21 novembre 2006  Justice
New York — Le banquier québécois Martin Tremblay a plaidé coupable hier devant un tribunal de New York à une accusation réduite d'avoir blanchi 20 000 $US provenant du trafic de drogue. En contrepartie, la poursuite a accepté d'abandonner les autres accusations qui faisaient porter le compte total à plus de 1 milliard $US. L'homme originaire de Saguenay a admis avoir accepté de blanchir 220 000 $US en fonds illicites au nom d'agents fédéraux qu'il croyait être des trafiquants de drogue.

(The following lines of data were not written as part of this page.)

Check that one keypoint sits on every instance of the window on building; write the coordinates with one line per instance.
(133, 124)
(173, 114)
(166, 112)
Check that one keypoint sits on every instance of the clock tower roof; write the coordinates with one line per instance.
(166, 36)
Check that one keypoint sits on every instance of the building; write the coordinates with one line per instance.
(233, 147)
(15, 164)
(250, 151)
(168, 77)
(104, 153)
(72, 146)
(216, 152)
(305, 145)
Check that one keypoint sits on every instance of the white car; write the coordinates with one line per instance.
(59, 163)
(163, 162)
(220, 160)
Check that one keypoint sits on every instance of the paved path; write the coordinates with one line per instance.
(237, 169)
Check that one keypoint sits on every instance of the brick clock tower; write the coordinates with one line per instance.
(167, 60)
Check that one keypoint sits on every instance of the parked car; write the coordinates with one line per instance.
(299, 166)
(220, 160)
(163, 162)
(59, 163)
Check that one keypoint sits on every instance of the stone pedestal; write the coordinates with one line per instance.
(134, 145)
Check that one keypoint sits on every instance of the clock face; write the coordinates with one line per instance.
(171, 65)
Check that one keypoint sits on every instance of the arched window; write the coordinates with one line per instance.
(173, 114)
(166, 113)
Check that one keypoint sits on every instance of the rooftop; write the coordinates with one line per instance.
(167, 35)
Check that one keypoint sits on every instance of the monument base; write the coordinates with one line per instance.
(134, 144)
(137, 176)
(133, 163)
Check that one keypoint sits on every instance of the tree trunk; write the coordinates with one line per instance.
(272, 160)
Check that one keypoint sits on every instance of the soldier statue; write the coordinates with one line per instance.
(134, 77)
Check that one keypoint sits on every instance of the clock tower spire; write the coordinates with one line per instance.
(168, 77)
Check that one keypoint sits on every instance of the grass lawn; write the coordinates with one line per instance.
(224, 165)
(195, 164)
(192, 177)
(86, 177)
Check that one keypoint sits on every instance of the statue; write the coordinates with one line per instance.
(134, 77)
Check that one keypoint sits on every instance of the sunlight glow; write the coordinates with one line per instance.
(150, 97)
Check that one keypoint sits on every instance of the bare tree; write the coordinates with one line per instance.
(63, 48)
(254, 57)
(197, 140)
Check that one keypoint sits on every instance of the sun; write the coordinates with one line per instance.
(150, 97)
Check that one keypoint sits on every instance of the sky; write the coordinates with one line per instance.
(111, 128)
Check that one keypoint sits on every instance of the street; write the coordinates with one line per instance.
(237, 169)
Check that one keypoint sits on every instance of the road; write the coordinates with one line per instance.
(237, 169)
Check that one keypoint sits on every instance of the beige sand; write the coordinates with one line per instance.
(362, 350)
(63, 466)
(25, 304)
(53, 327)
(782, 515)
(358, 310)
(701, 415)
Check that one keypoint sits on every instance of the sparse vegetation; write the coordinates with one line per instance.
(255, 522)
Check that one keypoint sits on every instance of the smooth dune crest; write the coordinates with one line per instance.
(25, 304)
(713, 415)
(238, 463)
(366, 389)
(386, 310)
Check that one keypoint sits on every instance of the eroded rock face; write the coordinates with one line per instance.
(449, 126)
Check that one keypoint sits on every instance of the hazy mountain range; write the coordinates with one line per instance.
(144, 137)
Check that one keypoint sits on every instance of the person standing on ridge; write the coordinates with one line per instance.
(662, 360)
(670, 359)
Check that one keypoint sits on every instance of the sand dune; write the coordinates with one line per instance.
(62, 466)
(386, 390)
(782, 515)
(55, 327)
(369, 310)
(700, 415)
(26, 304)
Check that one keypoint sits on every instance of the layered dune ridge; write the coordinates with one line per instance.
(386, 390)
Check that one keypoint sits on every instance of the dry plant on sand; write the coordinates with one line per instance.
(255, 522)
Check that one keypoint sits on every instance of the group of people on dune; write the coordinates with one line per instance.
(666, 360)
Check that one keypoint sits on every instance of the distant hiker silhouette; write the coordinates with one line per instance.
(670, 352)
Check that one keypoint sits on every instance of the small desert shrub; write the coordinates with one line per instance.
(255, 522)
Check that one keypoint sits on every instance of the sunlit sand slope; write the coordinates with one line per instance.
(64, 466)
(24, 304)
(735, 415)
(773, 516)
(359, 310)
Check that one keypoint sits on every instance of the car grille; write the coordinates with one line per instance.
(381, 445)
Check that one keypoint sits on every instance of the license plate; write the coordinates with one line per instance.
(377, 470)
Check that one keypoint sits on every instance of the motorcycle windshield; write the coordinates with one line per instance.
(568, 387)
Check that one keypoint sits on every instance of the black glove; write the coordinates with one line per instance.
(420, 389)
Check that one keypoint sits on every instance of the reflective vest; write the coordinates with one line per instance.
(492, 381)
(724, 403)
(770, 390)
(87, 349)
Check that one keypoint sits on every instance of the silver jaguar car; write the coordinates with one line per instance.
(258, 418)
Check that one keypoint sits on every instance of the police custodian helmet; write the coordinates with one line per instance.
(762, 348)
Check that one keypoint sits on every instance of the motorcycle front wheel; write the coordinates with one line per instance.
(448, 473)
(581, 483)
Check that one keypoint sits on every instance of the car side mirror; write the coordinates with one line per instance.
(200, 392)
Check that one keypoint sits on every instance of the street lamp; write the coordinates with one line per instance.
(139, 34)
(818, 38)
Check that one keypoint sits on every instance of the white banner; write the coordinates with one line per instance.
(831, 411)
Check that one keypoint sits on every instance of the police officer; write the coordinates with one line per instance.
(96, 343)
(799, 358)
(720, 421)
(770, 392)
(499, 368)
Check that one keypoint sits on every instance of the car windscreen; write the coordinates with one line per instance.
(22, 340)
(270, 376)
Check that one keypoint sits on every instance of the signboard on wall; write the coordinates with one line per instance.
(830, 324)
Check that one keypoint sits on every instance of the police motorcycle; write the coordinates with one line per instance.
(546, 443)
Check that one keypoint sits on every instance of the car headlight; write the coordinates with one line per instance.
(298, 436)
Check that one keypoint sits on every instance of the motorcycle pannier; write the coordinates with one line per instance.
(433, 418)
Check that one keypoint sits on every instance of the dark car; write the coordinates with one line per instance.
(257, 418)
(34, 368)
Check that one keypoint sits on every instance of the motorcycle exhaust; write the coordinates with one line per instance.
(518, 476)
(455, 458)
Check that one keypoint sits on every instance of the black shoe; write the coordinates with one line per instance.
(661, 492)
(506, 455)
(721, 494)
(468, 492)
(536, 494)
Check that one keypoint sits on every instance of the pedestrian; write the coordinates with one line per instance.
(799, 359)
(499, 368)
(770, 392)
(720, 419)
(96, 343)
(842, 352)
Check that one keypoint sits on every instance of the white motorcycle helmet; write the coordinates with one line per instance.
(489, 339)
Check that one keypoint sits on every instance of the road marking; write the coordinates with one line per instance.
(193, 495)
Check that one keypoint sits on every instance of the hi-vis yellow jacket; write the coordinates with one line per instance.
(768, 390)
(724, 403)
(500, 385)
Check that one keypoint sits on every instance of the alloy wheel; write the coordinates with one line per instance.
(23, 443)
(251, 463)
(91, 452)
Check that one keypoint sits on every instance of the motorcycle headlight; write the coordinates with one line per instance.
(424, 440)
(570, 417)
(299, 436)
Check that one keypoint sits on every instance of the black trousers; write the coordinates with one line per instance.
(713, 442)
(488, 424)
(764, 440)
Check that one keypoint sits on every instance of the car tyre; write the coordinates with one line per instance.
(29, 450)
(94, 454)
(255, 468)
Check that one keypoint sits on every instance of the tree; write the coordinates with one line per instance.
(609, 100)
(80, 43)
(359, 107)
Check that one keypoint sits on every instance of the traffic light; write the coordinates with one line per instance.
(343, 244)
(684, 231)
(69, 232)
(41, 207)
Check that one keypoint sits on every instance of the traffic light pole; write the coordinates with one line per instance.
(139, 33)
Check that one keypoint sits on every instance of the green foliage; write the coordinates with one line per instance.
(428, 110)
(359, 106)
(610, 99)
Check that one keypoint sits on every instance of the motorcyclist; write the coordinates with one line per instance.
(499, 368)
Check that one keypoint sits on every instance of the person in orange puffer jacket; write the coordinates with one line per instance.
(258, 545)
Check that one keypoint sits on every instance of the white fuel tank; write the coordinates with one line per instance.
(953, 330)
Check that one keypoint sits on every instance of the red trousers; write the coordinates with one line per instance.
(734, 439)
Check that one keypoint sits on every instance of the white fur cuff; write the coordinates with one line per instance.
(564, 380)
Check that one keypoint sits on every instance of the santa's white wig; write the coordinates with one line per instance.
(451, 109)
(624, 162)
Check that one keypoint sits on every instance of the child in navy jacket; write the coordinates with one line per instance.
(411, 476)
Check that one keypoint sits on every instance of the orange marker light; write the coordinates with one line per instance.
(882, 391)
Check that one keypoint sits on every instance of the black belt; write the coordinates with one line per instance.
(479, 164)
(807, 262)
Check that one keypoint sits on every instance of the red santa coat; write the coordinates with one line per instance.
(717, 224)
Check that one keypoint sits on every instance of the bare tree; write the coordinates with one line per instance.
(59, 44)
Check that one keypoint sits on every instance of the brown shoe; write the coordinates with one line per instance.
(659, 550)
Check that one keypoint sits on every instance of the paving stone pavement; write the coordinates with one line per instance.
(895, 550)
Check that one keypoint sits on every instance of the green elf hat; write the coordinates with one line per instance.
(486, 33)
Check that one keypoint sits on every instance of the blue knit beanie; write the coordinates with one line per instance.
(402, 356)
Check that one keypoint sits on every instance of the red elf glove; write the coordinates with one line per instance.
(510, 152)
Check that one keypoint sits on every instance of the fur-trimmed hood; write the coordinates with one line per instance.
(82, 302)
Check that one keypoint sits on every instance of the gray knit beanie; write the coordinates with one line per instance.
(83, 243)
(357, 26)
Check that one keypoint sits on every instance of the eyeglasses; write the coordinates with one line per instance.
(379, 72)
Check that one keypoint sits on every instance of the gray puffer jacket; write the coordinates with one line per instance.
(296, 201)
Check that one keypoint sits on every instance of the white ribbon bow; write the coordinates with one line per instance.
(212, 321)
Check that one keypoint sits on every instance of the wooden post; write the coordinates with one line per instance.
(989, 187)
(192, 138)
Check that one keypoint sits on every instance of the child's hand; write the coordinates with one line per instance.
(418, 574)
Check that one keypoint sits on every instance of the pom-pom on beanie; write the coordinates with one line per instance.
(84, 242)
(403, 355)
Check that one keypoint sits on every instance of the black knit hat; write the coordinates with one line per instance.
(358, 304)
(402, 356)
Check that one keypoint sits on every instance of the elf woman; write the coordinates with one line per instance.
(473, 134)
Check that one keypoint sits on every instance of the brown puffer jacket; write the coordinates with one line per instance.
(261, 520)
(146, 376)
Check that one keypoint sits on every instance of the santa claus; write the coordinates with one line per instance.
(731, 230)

Il restera détenu jusqu'à sa sentence, le 13 février. Mais le crime qu'il a avoué se limite aux 20 000 $US qu'il a reçus à New York. Ses avocats ont en effet plaidé qu'il n'était pas au courant des virements supplémentaires de 200 000 $US dans des comptes aux Bahamas.

Le gouvernement américain a par conséquent renoncé aux accusations plus sérieuses de blanchiment de 1 milliard $US de profits tirés du trafic des narcotiques et d'autres activités criminelles.

Selon les confessions de Tremblay au juge John Keenan, il avait rencontré en mars 2005 à New York des individus qui lui avaient demandé son aide pour dissimuler les profits tirés de la vente de drogue. Puis il a avoué qu'il avait reçu un virement de 20 000 $US dans un compte de New York en mai 2005, en vue de blanchir la somme de diverses façons. «Je savais que ce n'était pas bien», avait-il dit au juge.

La poursuite et la défense se sont entendus pour recommander une fourchette de 70 à 87 mois d'emprisonnement, assortie d'une amende de 12 500 $ à

125 000 $US. Le juge a toutefois le pouvoir de rendre une sentence qui sort de ce cadre.

Un des avocats de Tremblay, Martin Auerbach, a clairement affirmé que son client ne reconnaissait pas sa culpabilité à l'accusation de s'être servi de son entreprise aux Bahamas, la Dominion Investments, pour blanchir plus de 1 milliard $US provenant d'une foule d'activités illicites. Il avait plaidé non coupable lors des procédures précédentes et a toujours clamé son innocence. «Je me contenterai de dire que le gouvernement a renoncé à ces accusations», a énoncé l'avocat.

À l'extérieur de la salle d'audience, Martin Auerbach a dit aux journalistes que Tremblay avait gardé sa bonne humeur. «Il est fort et il survivra», a-t-il commenté.

En réponse aux questions des journalistes, il a ajouté qu'il était actuellement «prématuré» de demander à ce que son client purge sa sentence au Canada. La défense se penchera sur cette question plus tard. En vertu d'un traité bilatéral conclu en 1978, les citoyens canadiens condamnés à la prison aux États-Unis peuvent demander à purger leurs peines dans leur pays en autant que les deux parties acceptent et que la sentence prononcée ne soit pas la prison à vie.